Naegleria fowleri è un’ameba microscopica che può vivere nelle acque dolci calde. L’infezione può verificarsi quando l’acqua contaminata entra dal naso e raggiunge il cervello. Non si contrae bevendo l’acqua e non si trasmette da persona a persona.  La malattia provocata dall’ameba, chiamata meningoencefalite amebica primaria (PAM), è estremamente rara ma può progredire rapidamente. Secondo i dati citati dalle autorità sanitarie della Louisiana, tra il 1937 e il 2025 negli Stati Uniti sono stati confermati appena 180 casi. In Louisiana, nello stesso periodo, ne sono stati registrati soltanto tre.

I primi sintomi possono comprendere mal di testa, febbre, nausea e vomito. Con la progressione dell’infezione possono comparire rigidità del collo, confusione, allucinazioni, problemi di equilibrio e altri gravi sintomi neurologici. Nel caso di Lillian, secondo quanto riferito dalla madre sui social, la bambina era stata ricoverata in terapia intensiva dopo che alla febbre si era aggiunta la diplopia, cioè la visione doppia.

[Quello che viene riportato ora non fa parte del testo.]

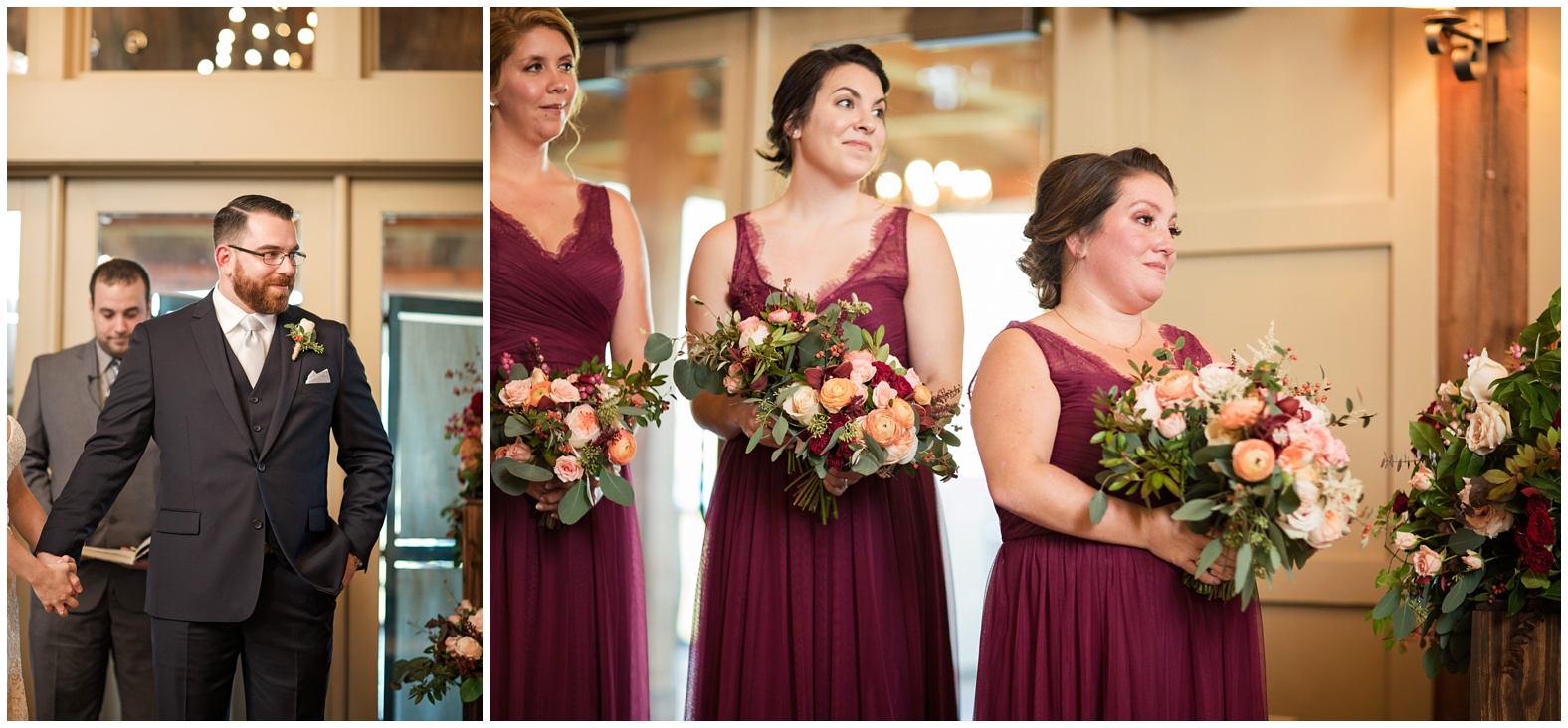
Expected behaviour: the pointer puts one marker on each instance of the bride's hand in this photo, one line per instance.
(57, 584)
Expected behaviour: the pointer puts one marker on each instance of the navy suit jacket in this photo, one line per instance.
(215, 488)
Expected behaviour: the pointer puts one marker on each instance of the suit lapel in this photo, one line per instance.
(210, 344)
(291, 371)
(90, 375)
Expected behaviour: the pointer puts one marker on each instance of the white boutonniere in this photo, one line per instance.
(302, 336)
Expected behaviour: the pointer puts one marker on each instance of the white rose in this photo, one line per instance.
(802, 404)
(1478, 377)
(1488, 427)
(1219, 383)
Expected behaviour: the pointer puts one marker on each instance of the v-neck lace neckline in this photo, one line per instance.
(877, 238)
(568, 244)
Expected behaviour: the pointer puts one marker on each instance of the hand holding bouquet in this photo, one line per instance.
(1250, 456)
(574, 427)
(828, 391)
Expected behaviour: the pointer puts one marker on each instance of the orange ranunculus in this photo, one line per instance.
(621, 448)
(838, 393)
(1239, 415)
(901, 412)
(1252, 460)
(1176, 386)
(883, 427)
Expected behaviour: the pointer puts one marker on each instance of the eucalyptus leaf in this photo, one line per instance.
(615, 486)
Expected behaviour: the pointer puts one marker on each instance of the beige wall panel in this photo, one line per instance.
(1295, 108)
(1322, 660)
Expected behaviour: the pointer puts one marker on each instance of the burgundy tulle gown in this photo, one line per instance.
(1078, 630)
(806, 622)
(568, 635)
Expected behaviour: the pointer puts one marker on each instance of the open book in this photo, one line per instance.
(117, 556)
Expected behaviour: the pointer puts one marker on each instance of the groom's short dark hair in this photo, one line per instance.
(231, 220)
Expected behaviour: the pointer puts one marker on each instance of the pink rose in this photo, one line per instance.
(563, 391)
(862, 366)
(468, 648)
(1173, 426)
(1427, 562)
(514, 393)
(514, 451)
(584, 424)
(753, 331)
(566, 469)
(883, 394)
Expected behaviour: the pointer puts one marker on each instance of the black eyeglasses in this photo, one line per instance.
(274, 258)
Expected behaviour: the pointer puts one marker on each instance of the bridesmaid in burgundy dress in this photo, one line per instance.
(797, 620)
(568, 638)
(1093, 622)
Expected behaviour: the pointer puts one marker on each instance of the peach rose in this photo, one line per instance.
(1427, 562)
(514, 393)
(862, 366)
(620, 448)
(1176, 386)
(883, 394)
(1252, 460)
(802, 404)
(1421, 478)
(883, 427)
(1238, 415)
(468, 648)
(901, 412)
(1295, 456)
(563, 391)
(903, 448)
(838, 393)
(514, 451)
(1173, 426)
(753, 333)
(568, 469)
(584, 423)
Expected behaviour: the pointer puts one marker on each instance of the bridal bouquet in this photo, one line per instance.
(457, 656)
(574, 427)
(1250, 455)
(1478, 521)
(830, 391)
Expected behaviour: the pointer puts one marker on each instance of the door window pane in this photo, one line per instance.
(204, 40)
(430, 38)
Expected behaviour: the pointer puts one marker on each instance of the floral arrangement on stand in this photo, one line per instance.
(1478, 521)
(457, 657)
(465, 427)
(574, 427)
(1250, 456)
(827, 390)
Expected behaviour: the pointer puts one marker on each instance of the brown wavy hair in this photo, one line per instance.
(1072, 196)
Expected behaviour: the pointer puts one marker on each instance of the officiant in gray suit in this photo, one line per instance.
(59, 412)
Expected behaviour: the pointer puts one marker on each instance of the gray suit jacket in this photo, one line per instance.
(59, 413)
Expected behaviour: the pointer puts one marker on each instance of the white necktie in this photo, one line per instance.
(253, 350)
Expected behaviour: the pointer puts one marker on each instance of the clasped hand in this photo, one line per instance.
(57, 584)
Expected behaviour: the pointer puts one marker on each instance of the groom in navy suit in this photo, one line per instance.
(244, 396)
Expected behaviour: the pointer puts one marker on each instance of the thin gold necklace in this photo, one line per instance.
(1127, 349)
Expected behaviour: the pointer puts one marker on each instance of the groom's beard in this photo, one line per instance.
(258, 295)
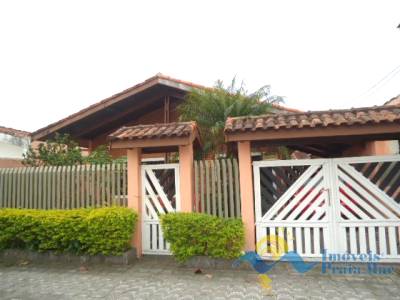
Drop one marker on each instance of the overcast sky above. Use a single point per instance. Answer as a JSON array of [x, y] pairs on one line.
[[57, 57]]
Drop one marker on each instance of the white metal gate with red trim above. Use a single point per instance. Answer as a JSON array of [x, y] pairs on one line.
[[160, 194], [346, 205]]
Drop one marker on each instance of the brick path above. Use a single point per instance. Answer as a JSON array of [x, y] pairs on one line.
[[159, 279]]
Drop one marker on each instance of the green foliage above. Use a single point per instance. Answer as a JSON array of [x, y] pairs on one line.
[[105, 231], [60, 151], [211, 107], [193, 234], [100, 155], [63, 151]]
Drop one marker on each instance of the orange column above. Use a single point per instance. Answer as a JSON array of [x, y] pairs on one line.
[[135, 194], [186, 177], [246, 192]]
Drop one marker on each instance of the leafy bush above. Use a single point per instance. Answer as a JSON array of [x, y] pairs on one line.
[[105, 231], [193, 234]]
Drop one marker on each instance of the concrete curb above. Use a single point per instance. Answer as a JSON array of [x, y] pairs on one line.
[[17, 255]]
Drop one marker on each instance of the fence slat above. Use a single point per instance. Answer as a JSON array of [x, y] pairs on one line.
[[237, 188], [230, 187], [217, 187], [213, 194], [196, 186]]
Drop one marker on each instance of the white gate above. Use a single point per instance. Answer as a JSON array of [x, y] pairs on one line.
[[346, 205], [160, 194]]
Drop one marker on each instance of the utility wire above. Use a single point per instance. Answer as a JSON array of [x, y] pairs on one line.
[[383, 81]]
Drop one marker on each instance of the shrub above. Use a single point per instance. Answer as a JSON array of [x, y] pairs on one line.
[[193, 234], [105, 231]]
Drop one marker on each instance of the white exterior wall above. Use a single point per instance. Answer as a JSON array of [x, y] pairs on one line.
[[13, 147]]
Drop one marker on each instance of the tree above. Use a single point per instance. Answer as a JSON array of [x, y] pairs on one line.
[[60, 151], [63, 151], [211, 107]]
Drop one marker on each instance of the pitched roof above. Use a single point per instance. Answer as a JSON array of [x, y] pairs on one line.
[[14, 132], [153, 131], [90, 111], [393, 101], [313, 119], [152, 81]]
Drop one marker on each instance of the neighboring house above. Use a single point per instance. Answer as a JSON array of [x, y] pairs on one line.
[[384, 147], [13, 144], [155, 101]]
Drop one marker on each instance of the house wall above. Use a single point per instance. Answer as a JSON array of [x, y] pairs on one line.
[[373, 148]]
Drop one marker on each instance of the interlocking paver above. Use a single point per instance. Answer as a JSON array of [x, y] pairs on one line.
[[161, 279]]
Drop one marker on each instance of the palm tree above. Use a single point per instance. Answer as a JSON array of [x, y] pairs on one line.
[[211, 107]]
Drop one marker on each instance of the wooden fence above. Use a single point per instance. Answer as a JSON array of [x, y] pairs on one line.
[[64, 187], [217, 187]]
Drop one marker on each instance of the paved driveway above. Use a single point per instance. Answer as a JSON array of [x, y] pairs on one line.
[[162, 279]]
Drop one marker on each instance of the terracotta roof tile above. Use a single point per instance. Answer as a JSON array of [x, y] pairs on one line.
[[313, 119], [179, 129], [14, 132]]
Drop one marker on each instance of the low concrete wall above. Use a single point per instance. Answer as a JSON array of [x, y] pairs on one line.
[[17, 255]]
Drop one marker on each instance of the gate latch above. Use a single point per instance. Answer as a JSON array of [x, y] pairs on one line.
[[327, 195]]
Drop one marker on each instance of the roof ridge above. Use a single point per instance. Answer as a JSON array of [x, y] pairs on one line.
[[11, 131], [319, 111]]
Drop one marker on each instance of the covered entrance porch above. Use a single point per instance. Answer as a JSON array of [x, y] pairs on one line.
[[153, 188]]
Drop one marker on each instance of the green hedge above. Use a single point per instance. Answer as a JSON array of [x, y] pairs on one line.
[[105, 231], [193, 234]]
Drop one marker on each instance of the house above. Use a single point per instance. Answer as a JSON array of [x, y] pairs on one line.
[[13, 144], [155, 101]]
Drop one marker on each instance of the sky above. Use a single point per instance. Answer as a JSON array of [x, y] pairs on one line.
[[57, 57]]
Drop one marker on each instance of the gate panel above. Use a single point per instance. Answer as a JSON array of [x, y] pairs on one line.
[[346, 205], [160, 189], [368, 214], [292, 203]]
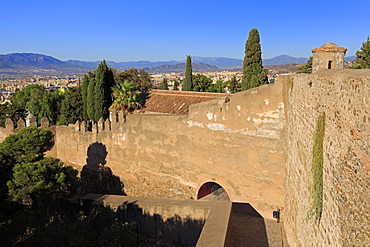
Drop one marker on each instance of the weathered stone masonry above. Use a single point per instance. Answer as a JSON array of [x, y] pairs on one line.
[[344, 97], [257, 145]]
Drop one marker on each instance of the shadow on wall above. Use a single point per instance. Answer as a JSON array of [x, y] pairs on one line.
[[247, 227], [96, 177], [185, 231], [213, 192]]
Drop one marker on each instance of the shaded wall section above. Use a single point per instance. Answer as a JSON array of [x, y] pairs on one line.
[[234, 141], [343, 95]]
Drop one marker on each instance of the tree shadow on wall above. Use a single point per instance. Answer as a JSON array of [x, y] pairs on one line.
[[96, 177], [248, 226], [183, 230]]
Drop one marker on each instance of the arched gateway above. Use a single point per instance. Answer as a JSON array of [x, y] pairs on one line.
[[212, 191]]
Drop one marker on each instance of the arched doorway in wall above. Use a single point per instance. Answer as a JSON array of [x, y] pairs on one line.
[[212, 191]]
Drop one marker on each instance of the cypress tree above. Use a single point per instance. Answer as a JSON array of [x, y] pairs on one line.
[[363, 56], [176, 85], [164, 85], [90, 99], [187, 85], [102, 88], [84, 87], [254, 74]]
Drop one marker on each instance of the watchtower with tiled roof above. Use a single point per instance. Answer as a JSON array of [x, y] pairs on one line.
[[328, 56]]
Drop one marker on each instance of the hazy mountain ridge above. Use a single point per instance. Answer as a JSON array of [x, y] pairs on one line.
[[180, 67], [31, 63]]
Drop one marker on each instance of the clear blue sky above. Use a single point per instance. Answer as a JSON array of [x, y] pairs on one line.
[[120, 30]]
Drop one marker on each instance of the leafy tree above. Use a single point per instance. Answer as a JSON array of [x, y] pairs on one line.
[[36, 100], [43, 180], [234, 85], [164, 85], [71, 107], [11, 111], [306, 68], [128, 75], [28, 145], [140, 79], [187, 84], [363, 56], [176, 85], [254, 74], [218, 87], [143, 85], [125, 97], [201, 83]]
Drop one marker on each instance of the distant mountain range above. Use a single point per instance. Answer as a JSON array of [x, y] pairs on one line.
[[30, 64]]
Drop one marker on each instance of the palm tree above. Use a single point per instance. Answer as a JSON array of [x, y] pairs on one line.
[[125, 97]]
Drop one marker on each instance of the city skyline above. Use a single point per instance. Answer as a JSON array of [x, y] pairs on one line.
[[169, 30]]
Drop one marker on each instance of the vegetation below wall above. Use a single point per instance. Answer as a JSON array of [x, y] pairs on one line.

I casi di infezione da Naegleria fowleri si sono verificati soprattutto negli Stati Uniti meridionali e centrali, dove le temperature delle acque dolci possono raggiungere livelli particolarmente elevati. Secondo le ricerche citate dalla Cnn, il riscaldamento delle acque legato ai cambiamenti climatici potrebbe favorire la presenza dell’ameba anche in aree tradizionalmente meno interessate. Le autorità sanitarie invitano quindi a prestare attenzione quando si nuota in laghi, fiumi e altre acque dolci calde, soprattutto durante i periodi caratterizzati da temperature elevate.